Well, as you know, the physical laws of this world allow the blockage of pain using some chemicals. So this is given.
Of course pain is allowed to be blocked, but it is usually not due to our own human constraints, e.g., the medicine can’t be afforded by the patient, isn’t available to the patient, or would have undesired side effects. The question is why God doesn’t simply snap his fingers and eliminate the pain when it serves no purpose.
Also, you’re ignoring the fact that knowledge of how to block pain
well is fairly recent in human history, so God has sat idly by and allowed senseless pain for at least millennia (I’m not sure if you’re a young earther or not).
Look how people sometimes cause harm to others when they are trying to get some good for themselves, or for those they love. In a world like this, suffering caused by others is possible even when there are no evil intentions involved. In your opinion, which set of physical laws could prevent such situations?
Firstly, a mortal’s inability to think of such a set of laws is no constraint on an omniscient being capable of arbitrarily complex calculations. God should be capable of anything logically possible. So unless an evil-free universe is logically contradictory, there shouldn’t be a problem.
I can conceive of simple universes in which it is possible to only ever be helpful or unhelpful, but never harmful. Think of a real-world Farmville (online game often played via Facebook) in which your options range from tediously watering your neighbors’ plants or focusing solely on your own. It is impossible to destroy others’ plants in Farmville. It would basically just serve as a test to see whether or not you have the empathy to help others even if it may bore you and not benefit you directly. Inject the players in this universe with an intense desire to have the best-looking farm–a desire comparable to, say, our sex drives–and presto, you even have drama in this universe.
Centuries ago some philosophers had the same dream: “with the right method, we will be able, in principle, to know everything”. The difference was that the mathematical models they were thinking of were deterministic, while your “one” thinks of probabilistic models. Now, as you say no body has been able to apply those probabilistic models to predict the behavior of an ant, so much the less to predict the behavior of a human being.

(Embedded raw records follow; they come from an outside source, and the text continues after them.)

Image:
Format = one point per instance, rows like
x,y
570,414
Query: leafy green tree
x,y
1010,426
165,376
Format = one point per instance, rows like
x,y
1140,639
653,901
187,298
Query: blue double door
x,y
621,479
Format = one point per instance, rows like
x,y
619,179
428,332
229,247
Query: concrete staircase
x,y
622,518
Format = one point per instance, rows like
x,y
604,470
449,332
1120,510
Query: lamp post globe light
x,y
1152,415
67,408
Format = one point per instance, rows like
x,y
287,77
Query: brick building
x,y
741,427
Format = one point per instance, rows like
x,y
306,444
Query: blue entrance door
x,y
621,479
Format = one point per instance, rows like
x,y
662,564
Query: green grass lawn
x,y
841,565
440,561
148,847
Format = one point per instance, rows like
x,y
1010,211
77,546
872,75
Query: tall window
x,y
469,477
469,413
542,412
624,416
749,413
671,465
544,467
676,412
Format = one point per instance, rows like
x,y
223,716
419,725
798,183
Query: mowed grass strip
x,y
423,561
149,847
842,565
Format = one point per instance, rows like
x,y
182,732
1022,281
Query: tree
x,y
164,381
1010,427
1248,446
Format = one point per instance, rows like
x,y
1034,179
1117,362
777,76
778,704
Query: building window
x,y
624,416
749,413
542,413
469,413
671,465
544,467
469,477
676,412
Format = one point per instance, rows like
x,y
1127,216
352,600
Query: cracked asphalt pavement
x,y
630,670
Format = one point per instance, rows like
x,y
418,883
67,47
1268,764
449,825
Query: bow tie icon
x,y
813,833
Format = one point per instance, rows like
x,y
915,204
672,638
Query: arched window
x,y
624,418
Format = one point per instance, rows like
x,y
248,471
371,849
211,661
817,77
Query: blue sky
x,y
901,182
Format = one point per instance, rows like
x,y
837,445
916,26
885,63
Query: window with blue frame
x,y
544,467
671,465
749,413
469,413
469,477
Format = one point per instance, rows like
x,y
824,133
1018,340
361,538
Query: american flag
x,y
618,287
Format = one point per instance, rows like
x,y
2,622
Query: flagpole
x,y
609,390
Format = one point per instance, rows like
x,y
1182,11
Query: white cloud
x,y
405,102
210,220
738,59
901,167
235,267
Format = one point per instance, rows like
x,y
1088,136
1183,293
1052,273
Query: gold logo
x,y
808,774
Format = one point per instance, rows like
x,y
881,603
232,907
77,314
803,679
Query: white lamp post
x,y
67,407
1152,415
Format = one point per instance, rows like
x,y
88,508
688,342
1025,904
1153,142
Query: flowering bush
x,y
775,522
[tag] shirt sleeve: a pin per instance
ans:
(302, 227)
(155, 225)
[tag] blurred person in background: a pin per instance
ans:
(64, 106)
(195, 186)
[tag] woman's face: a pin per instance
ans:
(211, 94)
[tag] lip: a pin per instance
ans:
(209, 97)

I distinguish between physics and marketing, and those fantastic claims about the “in principle” predictive abilities of your “one” are not physics, but marketing (and not of the best quality).
This is a simple two-step argument. Do you believe every physical thing is reducible to particles and energy? Yes, any sane person does. Do particles and energy obey a mathematical set of physical laws? All signs point to “yes”. To say that a brain needn’t obey laws, you need to also doubt either the laws or the brain’s composition of particles. The fact that the laws are hard to apply in the case of the brain is not a counterargument, it is just an observation of our limited computing power.
Again, it’s hard to apply the laws directly to many phenomena. The swinging of a double pendulum is difficult to describe even though it obeys simple laws of Newtonian mechanics. The motion of 3 planets with mutual gravitational attraction was addressed only about a century ago. Nobody ever doubted the underlying laws just because these computations are difficult.